Mr Tarus was charged alongside a former finance manager, Harun Karisa, the general manager for networks, Daniel Tare, and the general manager for supply chain, Daniel Muga. Others were tender committee members Benard Muturi, Evelyne Amondi, Noah Omondi, John Njehia and James Muriuki.
The prosecution has stated that the accused conspired to irregularly award the multi-million shilling contracts for labour and transportation to companies that had no qualifications.
Another witness, Moses Werunga, who is a cleaner from Nakuru, told investigators that he did not understand how his details were acquired by Dynowatt Investment Ltd to get a contract from Kenya Power.
“I have never heard of or known the company my entire life and do not know how my details were used to secure the tender from Kenya Power,” said Mr Werunga.

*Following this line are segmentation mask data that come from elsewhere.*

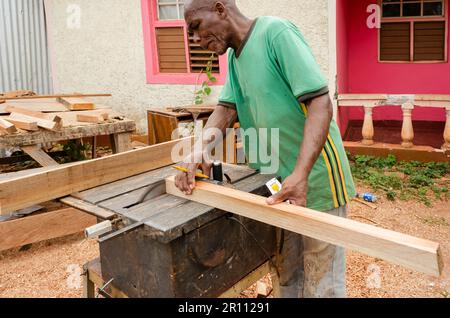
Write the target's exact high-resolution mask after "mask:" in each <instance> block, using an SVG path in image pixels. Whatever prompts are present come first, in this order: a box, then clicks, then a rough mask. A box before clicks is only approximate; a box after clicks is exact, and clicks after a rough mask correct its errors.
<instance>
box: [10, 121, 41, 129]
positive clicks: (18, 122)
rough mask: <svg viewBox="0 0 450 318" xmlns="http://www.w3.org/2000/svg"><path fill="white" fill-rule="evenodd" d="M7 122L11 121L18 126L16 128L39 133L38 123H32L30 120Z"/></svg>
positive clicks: (14, 125)
mask: <svg viewBox="0 0 450 318" xmlns="http://www.w3.org/2000/svg"><path fill="white" fill-rule="evenodd" d="M5 120H7V121H9V122H10V123H11V124H13V125H14V126H16V128H19V129H23V130H28V131H38V130H39V127H38V125H37V123H36V122H32V121H30V120H24V119H22V120H18V119H13V118H5Z"/></svg>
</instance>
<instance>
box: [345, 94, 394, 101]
mask: <svg viewBox="0 0 450 318" xmlns="http://www.w3.org/2000/svg"><path fill="white" fill-rule="evenodd" d="M387 98H388V95H387V94H339V96H338V100H385V99H387Z"/></svg>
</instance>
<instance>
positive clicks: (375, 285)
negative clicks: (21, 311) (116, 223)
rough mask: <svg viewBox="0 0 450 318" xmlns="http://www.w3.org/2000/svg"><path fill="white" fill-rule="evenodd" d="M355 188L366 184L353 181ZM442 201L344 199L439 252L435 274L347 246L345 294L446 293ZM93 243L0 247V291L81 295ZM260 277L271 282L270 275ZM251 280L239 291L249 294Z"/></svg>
mask: <svg viewBox="0 0 450 318" xmlns="http://www.w3.org/2000/svg"><path fill="white" fill-rule="evenodd" d="M359 190H360V191H363V190H367V189H364V188H363V187H359ZM448 203H449V202H448V200H447V201H437V202H434V204H433V207H431V208H427V207H425V206H424V205H423V204H421V203H418V202H414V201H413V202H403V201H397V202H390V201H387V200H386V199H383V198H382V199H381V200H380V201H379V202H377V204H376V205H377V206H378V208H377V209H372V208H370V207H368V206H366V205H363V204H360V203H358V202H353V203H352V204H351V205H350V210H349V216H350V218H352V219H355V220H357V221H361V222H364V223H369V224H375V225H377V226H381V227H384V228H387V229H392V230H396V231H399V232H402V233H406V234H410V235H414V236H417V237H422V238H426V239H429V240H432V241H436V242H439V243H440V244H441V247H442V253H443V255H444V262H445V268H444V274H443V275H442V276H441V277H440V278H434V277H431V276H428V275H423V274H419V273H416V272H413V271H410V270H408V269H405V268H403V267H401V266H396V265H392V264H389V263H387V262H384V261H381V260H379V259H375V258H372V257H368V256H365V255H362V254H359V253H355V252H349V253H348V256H347V289H348V296H349V297H355V298H360V297H364V298H366V297H367V298H379V297H448V295H449V293H450V258H449V256H450V208H449V207H448ZM98 255H99V250H98V244H97V243H96V242H95V241H93V240H83V237H82V236H81V235H73V236H69V237H65V238H60V239H56V240H51V241H47V242H41V243H37V244H33V245H32V246H31V247H28V249H26V248H22V249H13V250H9V251H5V252H2V253H0V297H55V298H63V297H81V295H82V291H81V288H78V287H79V283H80V279H79V276H78V275H79V273H80V271H81V266H82V265H83V264H84V263H86V262H88V261H90V260H92V259H94V258H96V257H98ZM263 281H264V282H265V283H266V284H267V285H269V286H270V285H271V282H270V278H269V277H265V278H264V279H263ZM254 290H255V286H252V287H251V288H249V289H248V290H247V291H245V292H243V293H242V297H255V292H254Z"/></svg>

Kenya Power’s general manager for internal audit, Charles Cheruiyot, said in his statement that his office received information that some employees owned the companies that were trading with the power utility firm, and that their investigations unearthed the details that led to the charges.
According to Mr Cheruiyot, 67 companies that were awarded contracts were owned by the power firm’s directors while 39 were given jobs despite being incorporated after the tenders for labour and transportation had been issued.
“We found that nine firms had key employees being Kenya Power staff and the decision of the tender evaluation committee to include them and evaluate their bids was inappropriate. We also found that more than 67 per cent of the companies did not meet the required qualifications,” Cheruiyot said.
He also stated that the tender documents were signed by two people when the regulations demanded that they be signed by three managers.